The 220-billion-dollar Internet of Things (IoT) market is growing rapidly. IoT wireless devices are soon scaling to trillions of units, which entails the use of energy harvesting solutions due to the maintenance and environmental issues associated with batteries. A lightweight, flexible solar cell could seamlessly power or charge IoT devices both indoors and outdoors. For successful adoption, such a solar cell needs to be eco-friendly and bio-compatible, and reliably provide high power-per-weight (specific power) at low cost. Modern solar cell technologies miss at least one of these criteria. 

Emerging transition metal dichalcogenides (TMDs) are promising candidates for flexible high-specific-power photovoltaics due to their excellent optical and electrical properties. However, challenges such as Fermi-level pinning at the metal contact–TMD interface and the inapplicability of traditional doping schemes have prevented most TMD solar cells from exceeding 2% power conversion efficiency. In this talk, I explain how we addressed these fundamental issues and as a result achieved record efficiency of 7.5% and record specific power of 6.5 W g−1 in flexible TMD (WSe2) solar cells, the latter on par with established thin-film solar cell technologies. We further project that future TMD solar cells on thinner substrates and with higher efficiency can achieve an additional 10x increase in specific power, opening unprecedented opportunities in IoT and beyond.

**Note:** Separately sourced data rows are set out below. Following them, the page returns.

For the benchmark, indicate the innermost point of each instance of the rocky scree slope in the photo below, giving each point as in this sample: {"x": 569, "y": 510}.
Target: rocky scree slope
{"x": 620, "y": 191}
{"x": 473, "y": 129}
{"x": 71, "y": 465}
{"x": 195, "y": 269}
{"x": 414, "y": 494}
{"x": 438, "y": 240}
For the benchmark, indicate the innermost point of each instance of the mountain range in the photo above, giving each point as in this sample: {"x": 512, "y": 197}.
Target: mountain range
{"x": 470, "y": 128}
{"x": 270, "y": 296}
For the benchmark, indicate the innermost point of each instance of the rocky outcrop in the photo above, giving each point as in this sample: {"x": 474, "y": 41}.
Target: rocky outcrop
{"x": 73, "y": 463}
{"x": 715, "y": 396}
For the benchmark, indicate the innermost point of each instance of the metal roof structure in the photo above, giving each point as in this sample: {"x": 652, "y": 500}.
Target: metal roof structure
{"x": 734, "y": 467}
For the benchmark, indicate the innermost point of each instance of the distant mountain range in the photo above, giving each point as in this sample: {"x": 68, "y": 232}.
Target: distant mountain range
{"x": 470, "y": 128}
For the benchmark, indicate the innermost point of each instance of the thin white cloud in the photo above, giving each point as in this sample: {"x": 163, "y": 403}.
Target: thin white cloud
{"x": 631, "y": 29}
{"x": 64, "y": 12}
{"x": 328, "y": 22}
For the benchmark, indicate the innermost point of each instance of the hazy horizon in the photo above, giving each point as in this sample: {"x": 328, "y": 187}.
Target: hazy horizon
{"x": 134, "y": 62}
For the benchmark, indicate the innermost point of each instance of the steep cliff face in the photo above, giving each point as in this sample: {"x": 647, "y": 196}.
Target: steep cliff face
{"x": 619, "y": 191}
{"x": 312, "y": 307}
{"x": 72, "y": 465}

Koosha received his Ph.D. (2022) in Electrical Engineering and M.S. (2016) in Mechanical Engineering from Stanford, and B.S. (2014) in Mechanical Engineering from Sharif University of Technology. Along the way, he did internships at Apple (OLED/LCD displays) and HP Labs (3D Electronics). He is now a postdoctoral scholar at Pop Lab at Stanford developing novel flexible sensors and solar cells for use in IoT devices, wearable electronics, electric vehicles, and unmanned aerial vehicles.